Ces comportements électoraux traduisent un mal-être politique sans précédent depuis la fin de la Seconde Guerre mondiale. Bénéficiant en premier lieu à une extrême droite en phase de dédiabolisation, ils soulignent les errements idéologiques d’une gauche qui a fait le lit de ce que l’on n’ose même plus appeler la résurgence du fascisme. N’ayant que trop épousé au nom de la souveraineté un langage social-nationaliste, tentant en vain de récupérer des mouvements politiques particulièrement ambigus, comme celui des « gilets jaunes », inspirée par des théories communautaristes de genre ou de race venues tout droit des États-Unis, ou entraînée par les flots de certaines dérives intégristes et religieuses, cette gauche a échoué. Son échec est amplement mérité et ne saurait être rayé d’un trait de plume. Pour y remédier, cette même gauche doit impérativement faire son aggiornamento. Elle n’en a pas encore conscience, mais ne pourra en aucun cas se soustraire à cet exercice auquel elle n’aura d’autre choix que de faire face.

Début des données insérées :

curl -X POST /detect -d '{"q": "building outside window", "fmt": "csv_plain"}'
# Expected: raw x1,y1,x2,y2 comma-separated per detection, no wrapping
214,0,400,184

Aujourd’hui en mode SOS, la gauche a tout intérêt à recourir aux forces de l’esprit qui l’ont toujours animée ; à rouvrir les livres d’histoire et à s’inspirer par exemple du travail que la Convention des Institutions Républicaines avait su entreprendre en son temps. Pour redorer la noblesse de la politique, sa renaissance passe par celle de ses idées. Car, pour réussir et renouer avec la victoire, la gauche ne pourra jamais se passer de ce qui la fait vivre et lui offre ce dont elle a impérativement besoin : la pensée, l’intellect et la culture.